By the time I wrote that first description, I had been free from seizures for about five years, and it was scary to write, as if I might bring on a seizure by recording my fractured memories. Now, over thirty years later, I’m still free from seizures, but it is still emotionally draining to write about.

The first time I approached the experience in fiction was as one of many strands in a novel that gained me an enthusiastic agent and the interest of several editors in 2012. It never reached publication, and with nothing comparable to offer at the time, I parted company with the agent. But I still wanted to share those experiences.

I looked again at that novel and was confused by what I found. Yes, the descriptions of seizures are there, and the fear, in amongst so many other threads of story that the impact doesn’t extend beyond the scenes where they happen. And the secondary effects of epilepsy are hardly there at all. It’s as if epilepsy is simply a problem in need of a solution.

This wasn’t how it had felt to live with epilepsy for those few years in my late teens and early twenties when I had prolonged daytimes seizures as well as the nighttime seizures I’d had since I was thirteen. And when the effects of heavy medication sent me into cycles of depression, and once, when withdrawal symptoms from a prescription drug gave me a nervous breakdown. If I was to approach the situation honestly in fiction, another, deeper story would be needed. And some emotional props to make the writing bearable.
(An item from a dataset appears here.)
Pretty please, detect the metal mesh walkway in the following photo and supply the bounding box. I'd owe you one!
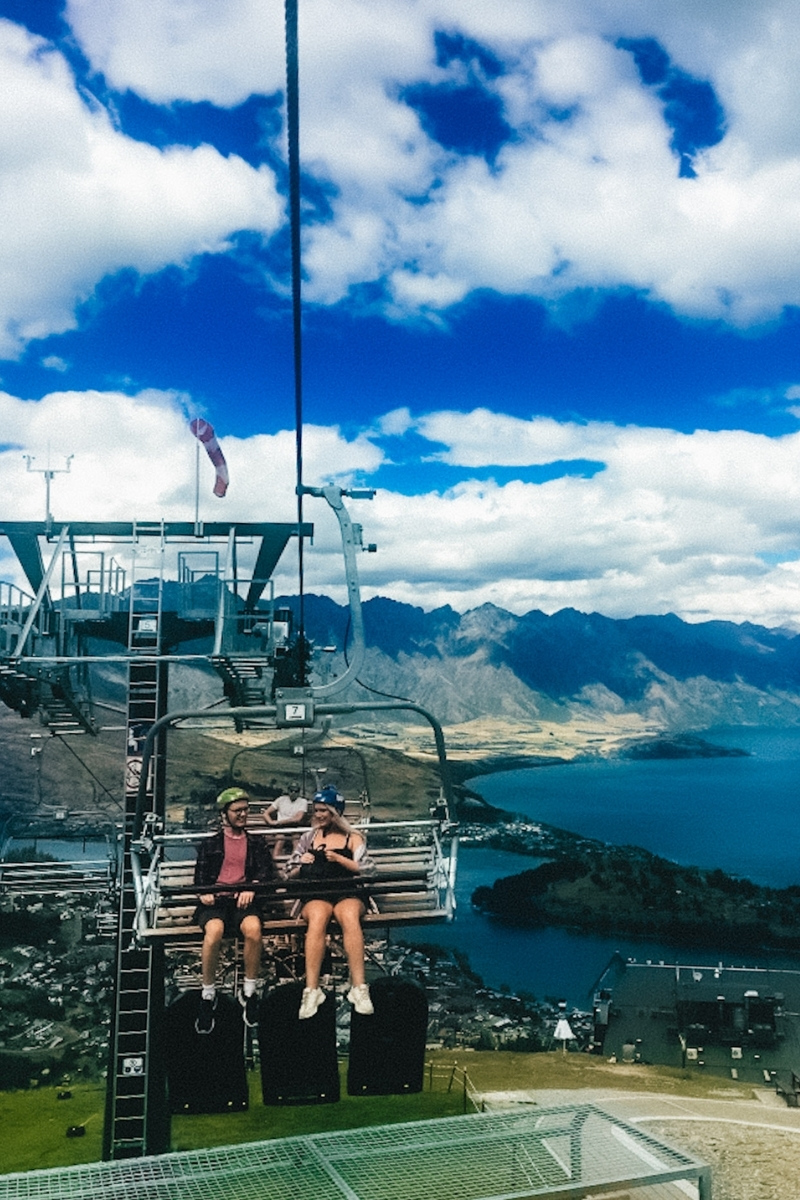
[0,1104,711,1200]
And the more I looked into my own memories, the more I found. In fictionalising my epilepsy for a character who definitely wasn’t me – different gender, different career, far more musical, far more intelligent (this is fiction, after all!) – all those secondary effects of epilepsy came into focus. Some of the life decisions I had made without thought began to make sense. And more memories came back, memories I had protected myself from. Of never making deep relationships for fear of rejection. Of existential fear that kept me awake at night. Of clinging on to consciousness every time I felt the world beginning to turn without me.
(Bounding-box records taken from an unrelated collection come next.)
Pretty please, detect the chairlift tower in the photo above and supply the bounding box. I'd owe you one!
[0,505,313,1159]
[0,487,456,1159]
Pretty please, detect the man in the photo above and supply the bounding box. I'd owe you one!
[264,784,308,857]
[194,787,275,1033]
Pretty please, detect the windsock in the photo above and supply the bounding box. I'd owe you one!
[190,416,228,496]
Rachel isn’t me, but she lives with those fears, constantly. And it takes emotional allies to dig her out of that cycle of self-protection. To get her involved in other people’s lives. She finds she can share her own real gifts.
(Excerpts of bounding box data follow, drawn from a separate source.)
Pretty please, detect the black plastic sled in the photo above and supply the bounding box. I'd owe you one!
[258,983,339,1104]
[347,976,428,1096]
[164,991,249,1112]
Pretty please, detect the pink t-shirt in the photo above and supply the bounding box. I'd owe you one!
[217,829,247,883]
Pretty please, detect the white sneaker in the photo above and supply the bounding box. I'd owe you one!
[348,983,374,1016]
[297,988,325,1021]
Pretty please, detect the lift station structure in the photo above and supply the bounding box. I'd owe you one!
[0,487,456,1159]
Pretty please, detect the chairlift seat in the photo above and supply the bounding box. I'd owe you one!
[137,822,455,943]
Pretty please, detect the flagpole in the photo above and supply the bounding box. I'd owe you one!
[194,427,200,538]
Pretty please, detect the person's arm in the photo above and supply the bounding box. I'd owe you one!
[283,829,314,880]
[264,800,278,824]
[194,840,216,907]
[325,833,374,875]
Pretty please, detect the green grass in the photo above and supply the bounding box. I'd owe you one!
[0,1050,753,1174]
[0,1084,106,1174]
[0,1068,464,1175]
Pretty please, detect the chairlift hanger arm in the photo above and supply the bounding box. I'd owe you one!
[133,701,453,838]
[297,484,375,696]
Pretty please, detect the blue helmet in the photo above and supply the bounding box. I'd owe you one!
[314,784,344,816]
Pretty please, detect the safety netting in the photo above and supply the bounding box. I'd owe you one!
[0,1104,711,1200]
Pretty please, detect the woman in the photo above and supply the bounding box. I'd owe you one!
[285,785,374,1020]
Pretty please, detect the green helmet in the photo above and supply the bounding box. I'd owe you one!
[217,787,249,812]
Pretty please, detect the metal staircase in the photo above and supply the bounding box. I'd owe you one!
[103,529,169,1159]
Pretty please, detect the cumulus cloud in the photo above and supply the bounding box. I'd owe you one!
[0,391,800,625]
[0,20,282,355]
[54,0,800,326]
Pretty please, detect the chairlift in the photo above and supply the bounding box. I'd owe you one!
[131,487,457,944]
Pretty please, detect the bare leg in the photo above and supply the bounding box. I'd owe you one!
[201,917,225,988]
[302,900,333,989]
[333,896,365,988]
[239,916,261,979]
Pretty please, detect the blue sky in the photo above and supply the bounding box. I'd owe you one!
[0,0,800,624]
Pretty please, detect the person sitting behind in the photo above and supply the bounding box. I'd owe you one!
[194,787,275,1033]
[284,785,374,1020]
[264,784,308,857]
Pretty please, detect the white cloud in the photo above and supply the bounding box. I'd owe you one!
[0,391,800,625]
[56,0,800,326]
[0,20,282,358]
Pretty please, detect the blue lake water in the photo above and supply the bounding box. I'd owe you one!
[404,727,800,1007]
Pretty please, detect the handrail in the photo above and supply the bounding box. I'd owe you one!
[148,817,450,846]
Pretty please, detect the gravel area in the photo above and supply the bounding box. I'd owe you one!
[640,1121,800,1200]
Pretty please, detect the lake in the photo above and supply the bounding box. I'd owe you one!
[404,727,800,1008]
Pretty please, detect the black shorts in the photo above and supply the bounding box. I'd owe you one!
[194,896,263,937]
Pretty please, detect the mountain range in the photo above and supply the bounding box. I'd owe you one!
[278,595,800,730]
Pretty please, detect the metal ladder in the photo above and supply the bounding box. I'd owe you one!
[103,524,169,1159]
I took that journey in a rather different way, testing out friendships, and discovering that people weren’t repelled by my company. And discovering that I had a natural empathy with people who had multiple disabilities. I found a profession I could commit to. Strangely, it was years before I made the connection between my career path and my own experience of epilepsy. And it has taken a good many more years for me to put those experiences into fiction.

I’ll save writing about the emotional props I needed to help me dig into these experiences for another time. Only they’re not props, they’re people.

2 Responses

  1. In 1965, one lunchtime in the college common room, a girl from another class (i.e. we hardly knew her) fell to the floor. Aware of our ignorance we quite quickly diagnosed ‘probable’ epilepsy, put her in the recovery position, discussed the need for something to prevent her biting her tongue and went to ask the office to call for professional help. A few days later she thanked us but didn’t say much more. Your account of your experiences will save many from such ignorance and possibly lead to quicker assistance. Look forward to reading.

    1. Thank you, Sandra. That is my hope. There are some sensational and not very accurate portrayals of epilepsy in fiction, and I want to give people the opportunity to see what it feels like fromm the inside. Not just the symptoms, but the psychological effects.